We present our experiences with monitoring traffic on the Sprint IP backbone network. We have installed passive packet monitors on selected OC-3 and OC-12 links at several locations in Sprint's network. Using the DAG OC-3/OC-12 card developed at the University of Waikato, these systems capture the first 44 bytes of each packet that is transmitted on the links. Once the trace collection is completed, the data is transferred back to our lab for offline analysis.
First we describe the system we have developed. This system differs from other packet monitoring systems in three basic aspects. First, it is deployed in a commercial backbone ISP. Most other traffic monitors are installed in either research networks or in access networks. Second, our monitoring systems are deployed at a much larger scale than other passive measurement efforts. We currently have 11 monitoring systems installed at one location in the Sprint network, and we are in the process of installing two additional locations, each with another 10 systems. We hope these will be operational by the time of publication. Third, all of the systems are synchronized using a GPS clock so we are able correlate the traces and measure one way delays.
Managing a monitoring system of this scale is a challenging task. Each monitored link can generate up to 100 GB of data each day. We discuss techniques for transfering the data to the lab, storing the data, and efficiently processing the data on a dedicated 16 node computing cluster used for data analysis. We also present the techniques we use to synchronize the measurements conducted at different points in the network so that we identify individual packets as they flow over multiple links in the network.
Finally we present results that demonstrate the capabilites of our system and provide information which is useful in developing future measurement systems.

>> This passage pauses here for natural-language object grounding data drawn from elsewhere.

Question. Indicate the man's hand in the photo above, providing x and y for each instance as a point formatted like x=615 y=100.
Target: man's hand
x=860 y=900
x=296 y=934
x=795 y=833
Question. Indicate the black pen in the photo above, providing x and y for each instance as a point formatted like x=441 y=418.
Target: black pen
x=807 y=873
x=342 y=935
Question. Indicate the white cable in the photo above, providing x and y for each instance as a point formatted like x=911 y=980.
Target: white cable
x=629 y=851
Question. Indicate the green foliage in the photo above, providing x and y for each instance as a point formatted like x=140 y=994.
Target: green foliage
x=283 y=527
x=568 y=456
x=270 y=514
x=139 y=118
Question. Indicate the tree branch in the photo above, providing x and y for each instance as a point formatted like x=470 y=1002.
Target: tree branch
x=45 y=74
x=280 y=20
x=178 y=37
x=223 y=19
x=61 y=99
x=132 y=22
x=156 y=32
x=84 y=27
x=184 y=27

Two traffic parameters greatly influenced our system design. First was the packet size distribution. Earlier measurement work indicated that the average packet size in the network was around 400 bytes. Our systems record 64 bytes for every packet, so the systems were designed to handle an average data rate of approximately 16% of the total traffic volume. For example, if an OC-3 link were running at 100 Mbit/sec, we would expect to record about 2 MBytes/sec (7.2 GByte/hour) of trace data. However, we find the packet size distribution varies slightly from link to link due to asymmetric traffic patterns. Some links tend to carry many small ACK packets reducing the average packet size, while other links tend to carry large data packets increasing the average packet size. The second traffic parameter that influenced our system design was bursts of minimum size packets. These bursts represent the worst case traffic our system must handle. We present information on how long these bursts may last and what impact this has on our system design. We also present results on the number of flows/sec that are observed in the network, link utilizations, and the delays packets incur as they travel through the backbone.